Wouldn't there also be seals on the two faces of the rotor too?
> Wouldn't there also be seals on the two faces of the rotor too?

Yes. However, the apex seals of the Wankel are the most troublesome, from what I've read about the RX-7/8.

As I understand it from friends who're in to rotary engines, the biggest problem is the spark plug hole. The seal - which is being forced outwards by rotation - will fall in to the hole slightly and then wear against the edges of the hole as it rotates past. This gradually increases blow-by and reduces efficiency until it no longer seals at all.

This design has a smooth surface against the seals at all times, and they can be lubricated directly.

That is not the primary source of wear problems on Mazda Wankels.

What you're describing is a challenge on peripheral port (race) engines where very large intake and exhaust ports must be bridged by the apex seals, and in the pursuit of performance their radius is often less than ideal making the transition onto and out of the port area more abrupt.

The spark plug hole however is relatively small and circular.

High-mileage Mazda Wankels typically require overhauling because the side seals become seized in a compressed state (their springs are meager segments of ~sinusoidal wire, and the motor burns oil by design causing excess carbon/coking clogging them up), resulting in excess blow-by and unintended oil burning.
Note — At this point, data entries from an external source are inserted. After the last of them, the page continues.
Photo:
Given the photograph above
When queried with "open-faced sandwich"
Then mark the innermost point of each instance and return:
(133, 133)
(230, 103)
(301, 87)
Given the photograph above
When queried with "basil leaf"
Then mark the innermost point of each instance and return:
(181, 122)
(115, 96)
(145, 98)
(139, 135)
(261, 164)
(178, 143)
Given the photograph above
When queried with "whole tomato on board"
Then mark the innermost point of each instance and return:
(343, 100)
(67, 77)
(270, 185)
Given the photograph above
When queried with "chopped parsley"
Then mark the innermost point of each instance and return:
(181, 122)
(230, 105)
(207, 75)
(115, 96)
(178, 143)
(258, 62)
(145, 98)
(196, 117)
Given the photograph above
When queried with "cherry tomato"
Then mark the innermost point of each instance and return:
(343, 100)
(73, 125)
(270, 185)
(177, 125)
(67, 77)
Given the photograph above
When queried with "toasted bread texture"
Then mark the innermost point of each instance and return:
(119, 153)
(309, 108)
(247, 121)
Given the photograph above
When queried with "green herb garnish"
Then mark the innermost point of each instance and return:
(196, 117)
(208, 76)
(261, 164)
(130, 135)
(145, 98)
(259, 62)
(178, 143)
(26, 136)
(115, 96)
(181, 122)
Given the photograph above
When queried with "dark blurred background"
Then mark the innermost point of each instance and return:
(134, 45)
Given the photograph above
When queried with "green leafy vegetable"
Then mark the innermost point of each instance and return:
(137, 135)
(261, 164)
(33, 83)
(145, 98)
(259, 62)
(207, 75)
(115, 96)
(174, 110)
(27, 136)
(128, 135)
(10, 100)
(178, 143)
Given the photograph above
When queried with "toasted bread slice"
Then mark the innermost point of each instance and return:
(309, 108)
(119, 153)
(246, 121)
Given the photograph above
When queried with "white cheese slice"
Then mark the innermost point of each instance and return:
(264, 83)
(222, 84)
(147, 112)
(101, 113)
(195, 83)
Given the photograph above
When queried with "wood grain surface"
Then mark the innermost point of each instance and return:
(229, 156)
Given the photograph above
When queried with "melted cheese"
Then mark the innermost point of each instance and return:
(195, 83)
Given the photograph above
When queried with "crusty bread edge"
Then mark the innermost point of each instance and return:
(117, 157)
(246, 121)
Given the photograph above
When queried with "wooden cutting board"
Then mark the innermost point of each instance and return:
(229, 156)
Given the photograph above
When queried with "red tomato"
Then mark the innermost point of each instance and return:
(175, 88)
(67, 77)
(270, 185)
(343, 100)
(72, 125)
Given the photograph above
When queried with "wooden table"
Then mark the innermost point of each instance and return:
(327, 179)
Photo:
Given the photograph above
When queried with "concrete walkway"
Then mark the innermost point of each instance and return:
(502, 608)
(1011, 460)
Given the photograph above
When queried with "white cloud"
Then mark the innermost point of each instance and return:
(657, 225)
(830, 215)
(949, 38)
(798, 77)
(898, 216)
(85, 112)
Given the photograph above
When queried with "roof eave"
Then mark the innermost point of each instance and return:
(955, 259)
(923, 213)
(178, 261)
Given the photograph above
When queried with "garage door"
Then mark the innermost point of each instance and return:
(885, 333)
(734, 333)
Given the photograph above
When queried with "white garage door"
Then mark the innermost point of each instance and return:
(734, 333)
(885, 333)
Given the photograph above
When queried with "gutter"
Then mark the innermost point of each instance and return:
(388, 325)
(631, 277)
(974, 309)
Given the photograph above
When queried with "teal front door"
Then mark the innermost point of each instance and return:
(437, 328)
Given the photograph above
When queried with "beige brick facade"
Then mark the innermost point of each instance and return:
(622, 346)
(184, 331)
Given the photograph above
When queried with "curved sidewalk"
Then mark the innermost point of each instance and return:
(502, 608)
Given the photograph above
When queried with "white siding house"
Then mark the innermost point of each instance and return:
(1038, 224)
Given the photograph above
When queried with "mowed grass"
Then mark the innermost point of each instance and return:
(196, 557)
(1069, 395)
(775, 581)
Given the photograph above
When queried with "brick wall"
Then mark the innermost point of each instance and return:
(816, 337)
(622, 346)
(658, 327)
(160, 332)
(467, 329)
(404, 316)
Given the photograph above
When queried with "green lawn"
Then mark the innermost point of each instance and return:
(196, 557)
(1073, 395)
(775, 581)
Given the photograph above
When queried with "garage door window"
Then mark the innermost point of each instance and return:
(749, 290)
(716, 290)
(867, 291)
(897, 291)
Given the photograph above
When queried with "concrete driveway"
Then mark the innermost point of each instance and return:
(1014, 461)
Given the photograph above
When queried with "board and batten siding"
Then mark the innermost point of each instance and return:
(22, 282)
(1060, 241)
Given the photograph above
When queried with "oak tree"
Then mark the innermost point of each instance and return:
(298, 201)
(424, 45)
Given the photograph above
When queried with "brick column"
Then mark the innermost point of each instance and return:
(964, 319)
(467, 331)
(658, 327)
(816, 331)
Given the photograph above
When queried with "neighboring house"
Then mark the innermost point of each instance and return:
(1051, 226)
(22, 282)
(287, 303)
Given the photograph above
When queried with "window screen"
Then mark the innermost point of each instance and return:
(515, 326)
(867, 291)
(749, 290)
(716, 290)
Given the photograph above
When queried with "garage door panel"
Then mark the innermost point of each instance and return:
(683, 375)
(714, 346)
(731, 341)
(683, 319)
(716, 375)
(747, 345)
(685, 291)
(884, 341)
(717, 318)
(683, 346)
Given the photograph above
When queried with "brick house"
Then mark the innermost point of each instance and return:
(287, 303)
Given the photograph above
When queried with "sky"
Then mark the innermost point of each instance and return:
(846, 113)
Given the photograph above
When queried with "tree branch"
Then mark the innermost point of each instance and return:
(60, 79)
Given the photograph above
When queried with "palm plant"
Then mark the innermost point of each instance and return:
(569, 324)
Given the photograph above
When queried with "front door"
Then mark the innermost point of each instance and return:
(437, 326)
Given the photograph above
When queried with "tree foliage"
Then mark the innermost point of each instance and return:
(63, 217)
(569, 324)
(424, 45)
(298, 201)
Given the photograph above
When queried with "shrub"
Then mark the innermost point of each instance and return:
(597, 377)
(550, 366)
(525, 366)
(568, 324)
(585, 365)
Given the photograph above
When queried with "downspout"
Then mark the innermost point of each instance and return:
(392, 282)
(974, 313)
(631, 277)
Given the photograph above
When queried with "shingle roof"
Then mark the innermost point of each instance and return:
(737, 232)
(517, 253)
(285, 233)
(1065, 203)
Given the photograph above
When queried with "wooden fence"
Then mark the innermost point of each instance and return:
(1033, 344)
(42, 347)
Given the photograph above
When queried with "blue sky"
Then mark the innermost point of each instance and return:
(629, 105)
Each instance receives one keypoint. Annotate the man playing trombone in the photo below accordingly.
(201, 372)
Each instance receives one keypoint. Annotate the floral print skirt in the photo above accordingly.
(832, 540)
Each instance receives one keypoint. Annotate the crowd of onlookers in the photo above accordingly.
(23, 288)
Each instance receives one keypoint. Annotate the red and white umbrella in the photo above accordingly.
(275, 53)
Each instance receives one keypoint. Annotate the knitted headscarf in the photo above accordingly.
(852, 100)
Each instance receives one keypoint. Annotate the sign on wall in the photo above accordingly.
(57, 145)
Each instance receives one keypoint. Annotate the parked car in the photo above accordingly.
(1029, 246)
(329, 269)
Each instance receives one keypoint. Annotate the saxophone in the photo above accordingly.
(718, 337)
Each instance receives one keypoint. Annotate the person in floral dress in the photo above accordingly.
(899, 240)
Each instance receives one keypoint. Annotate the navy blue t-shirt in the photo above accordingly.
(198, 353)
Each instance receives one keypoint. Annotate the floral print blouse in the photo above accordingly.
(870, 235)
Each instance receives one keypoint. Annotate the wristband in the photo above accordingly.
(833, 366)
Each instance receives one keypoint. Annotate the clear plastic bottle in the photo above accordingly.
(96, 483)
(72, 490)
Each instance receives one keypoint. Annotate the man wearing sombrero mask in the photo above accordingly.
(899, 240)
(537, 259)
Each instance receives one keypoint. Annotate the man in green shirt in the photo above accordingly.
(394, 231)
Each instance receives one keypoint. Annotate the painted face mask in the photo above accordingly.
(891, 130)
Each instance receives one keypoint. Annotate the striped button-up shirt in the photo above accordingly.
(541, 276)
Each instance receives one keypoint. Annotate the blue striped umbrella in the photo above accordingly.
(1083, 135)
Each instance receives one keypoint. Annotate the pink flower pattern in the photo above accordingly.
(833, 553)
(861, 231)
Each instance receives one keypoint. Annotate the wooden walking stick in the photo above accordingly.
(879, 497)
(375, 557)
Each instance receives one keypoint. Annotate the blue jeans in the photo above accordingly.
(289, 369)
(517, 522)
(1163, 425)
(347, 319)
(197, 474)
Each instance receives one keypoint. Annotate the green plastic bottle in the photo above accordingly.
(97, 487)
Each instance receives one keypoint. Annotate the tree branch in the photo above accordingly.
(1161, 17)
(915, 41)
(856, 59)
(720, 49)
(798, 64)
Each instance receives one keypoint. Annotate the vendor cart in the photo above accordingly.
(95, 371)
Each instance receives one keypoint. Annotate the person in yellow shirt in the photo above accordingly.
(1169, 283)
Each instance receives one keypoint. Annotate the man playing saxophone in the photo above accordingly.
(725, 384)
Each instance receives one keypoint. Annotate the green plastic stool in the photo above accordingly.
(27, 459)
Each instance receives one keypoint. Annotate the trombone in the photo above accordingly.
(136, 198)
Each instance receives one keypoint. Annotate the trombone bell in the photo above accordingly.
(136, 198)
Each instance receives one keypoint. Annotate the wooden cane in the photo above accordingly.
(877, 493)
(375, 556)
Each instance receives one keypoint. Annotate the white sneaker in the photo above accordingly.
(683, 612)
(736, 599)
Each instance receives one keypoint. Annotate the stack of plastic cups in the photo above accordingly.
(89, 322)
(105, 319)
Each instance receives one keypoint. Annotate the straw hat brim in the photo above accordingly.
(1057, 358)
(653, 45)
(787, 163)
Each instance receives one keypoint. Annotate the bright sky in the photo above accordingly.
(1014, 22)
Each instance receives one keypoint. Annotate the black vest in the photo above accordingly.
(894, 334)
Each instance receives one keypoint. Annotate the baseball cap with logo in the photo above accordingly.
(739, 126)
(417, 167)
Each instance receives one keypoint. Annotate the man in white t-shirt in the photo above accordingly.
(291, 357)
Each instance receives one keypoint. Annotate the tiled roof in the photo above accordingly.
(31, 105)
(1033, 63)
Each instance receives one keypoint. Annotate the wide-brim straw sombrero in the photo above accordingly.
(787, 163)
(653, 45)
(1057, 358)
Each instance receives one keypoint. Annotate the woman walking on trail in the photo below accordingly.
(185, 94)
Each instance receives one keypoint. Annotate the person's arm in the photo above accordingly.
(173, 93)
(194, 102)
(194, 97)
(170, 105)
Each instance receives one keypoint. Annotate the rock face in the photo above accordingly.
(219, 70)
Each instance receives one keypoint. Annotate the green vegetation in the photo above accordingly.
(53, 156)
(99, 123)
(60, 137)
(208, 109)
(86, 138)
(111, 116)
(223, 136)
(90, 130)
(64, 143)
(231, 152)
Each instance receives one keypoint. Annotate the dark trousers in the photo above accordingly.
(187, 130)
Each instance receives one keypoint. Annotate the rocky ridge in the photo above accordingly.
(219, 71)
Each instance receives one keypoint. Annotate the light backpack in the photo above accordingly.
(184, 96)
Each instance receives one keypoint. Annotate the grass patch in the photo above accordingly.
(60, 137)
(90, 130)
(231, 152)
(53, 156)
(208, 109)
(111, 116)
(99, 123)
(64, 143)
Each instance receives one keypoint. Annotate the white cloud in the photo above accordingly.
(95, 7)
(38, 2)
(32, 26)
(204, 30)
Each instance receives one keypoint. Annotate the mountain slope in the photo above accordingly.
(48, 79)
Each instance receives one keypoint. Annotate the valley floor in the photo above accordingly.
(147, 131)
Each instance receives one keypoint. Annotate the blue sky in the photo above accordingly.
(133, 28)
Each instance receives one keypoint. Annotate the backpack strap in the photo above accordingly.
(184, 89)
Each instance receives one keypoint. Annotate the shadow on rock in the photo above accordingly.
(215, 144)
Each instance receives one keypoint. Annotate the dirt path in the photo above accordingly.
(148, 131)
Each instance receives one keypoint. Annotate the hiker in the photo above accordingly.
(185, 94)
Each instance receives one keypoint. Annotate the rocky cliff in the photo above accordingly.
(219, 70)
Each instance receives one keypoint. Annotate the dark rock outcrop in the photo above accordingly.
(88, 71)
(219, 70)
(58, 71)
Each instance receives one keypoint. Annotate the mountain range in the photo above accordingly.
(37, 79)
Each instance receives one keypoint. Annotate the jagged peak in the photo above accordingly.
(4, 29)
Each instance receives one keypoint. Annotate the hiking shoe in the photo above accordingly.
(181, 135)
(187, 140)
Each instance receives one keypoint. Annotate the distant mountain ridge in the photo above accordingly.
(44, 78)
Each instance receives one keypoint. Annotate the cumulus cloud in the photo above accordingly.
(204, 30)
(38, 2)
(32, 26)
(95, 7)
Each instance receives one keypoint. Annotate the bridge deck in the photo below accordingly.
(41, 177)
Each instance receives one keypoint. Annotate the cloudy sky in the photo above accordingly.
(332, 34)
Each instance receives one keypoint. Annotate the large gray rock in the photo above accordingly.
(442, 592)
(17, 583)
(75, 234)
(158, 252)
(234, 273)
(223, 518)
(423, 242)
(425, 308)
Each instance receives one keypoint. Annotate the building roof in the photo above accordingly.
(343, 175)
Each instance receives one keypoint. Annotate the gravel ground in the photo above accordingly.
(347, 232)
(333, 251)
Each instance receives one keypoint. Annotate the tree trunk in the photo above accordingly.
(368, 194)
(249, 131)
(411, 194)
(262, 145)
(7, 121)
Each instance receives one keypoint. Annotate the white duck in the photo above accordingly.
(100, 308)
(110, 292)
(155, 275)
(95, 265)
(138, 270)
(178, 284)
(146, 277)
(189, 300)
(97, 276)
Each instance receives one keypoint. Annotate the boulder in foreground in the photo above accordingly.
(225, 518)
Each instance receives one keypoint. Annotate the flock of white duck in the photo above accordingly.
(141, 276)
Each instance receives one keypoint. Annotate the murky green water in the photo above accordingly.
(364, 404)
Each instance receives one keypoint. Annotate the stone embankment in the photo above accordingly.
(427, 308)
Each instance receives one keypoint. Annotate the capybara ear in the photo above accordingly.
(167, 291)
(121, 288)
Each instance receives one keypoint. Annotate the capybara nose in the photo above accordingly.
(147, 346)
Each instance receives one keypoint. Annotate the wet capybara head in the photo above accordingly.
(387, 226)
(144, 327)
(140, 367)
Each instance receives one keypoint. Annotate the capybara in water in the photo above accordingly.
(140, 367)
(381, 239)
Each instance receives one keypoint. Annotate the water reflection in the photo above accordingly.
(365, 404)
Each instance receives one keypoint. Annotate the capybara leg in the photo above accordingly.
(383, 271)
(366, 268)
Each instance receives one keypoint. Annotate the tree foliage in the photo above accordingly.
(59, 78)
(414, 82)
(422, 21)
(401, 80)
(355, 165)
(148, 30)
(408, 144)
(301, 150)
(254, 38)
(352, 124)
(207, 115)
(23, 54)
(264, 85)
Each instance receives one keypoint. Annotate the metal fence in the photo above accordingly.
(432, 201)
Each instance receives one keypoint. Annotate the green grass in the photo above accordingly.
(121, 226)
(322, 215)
Once the side seals go, the combustion gases start reaching the oil control rings, baking their soft interior seals into brittle plastic and it's all downhill from there.

source: former rx-7 enthusiast with multiple diy engine rebuilds in his past.

Edit:

BTW something that's often misunderstood about Wankels is that the rotor turns lazily at 1/3rd the engine RPM. So despite it being a "high revving" engine, there isn't actually that much centrifugal force acting on the apex seals at conventional engine speeds. The pain point in this department is the stationary gears responsible for converting that 3X eccentric shaft speed into a mix of orbital and rotational motion at the rotors.

Insane power

1000+Hp Turbo 4rotor AWD [All-Wheel-Drive]

https://m.youtube.com/results?search_query=4rotor+turbo+1200... There's definitely a market for rotary engines, time will tell how this new form takes shape.

Thanks for the clarification! My friends were in to performance so I guess that’s what they were referring to.
The same seal that contacts the rotor likely seals the face as well. That's how wankels work.
The 'seals' section in this article suggests that wankels need separate apex and side seals:

http://what-when-how.com/automobile/wankel-engines-automobil...

See also Pengaru's comment about problems with side seals, specifically:

https://news.ycombinator.com/item?id=25451923

So what, you have oiling or cooling passages immediately behind the seal?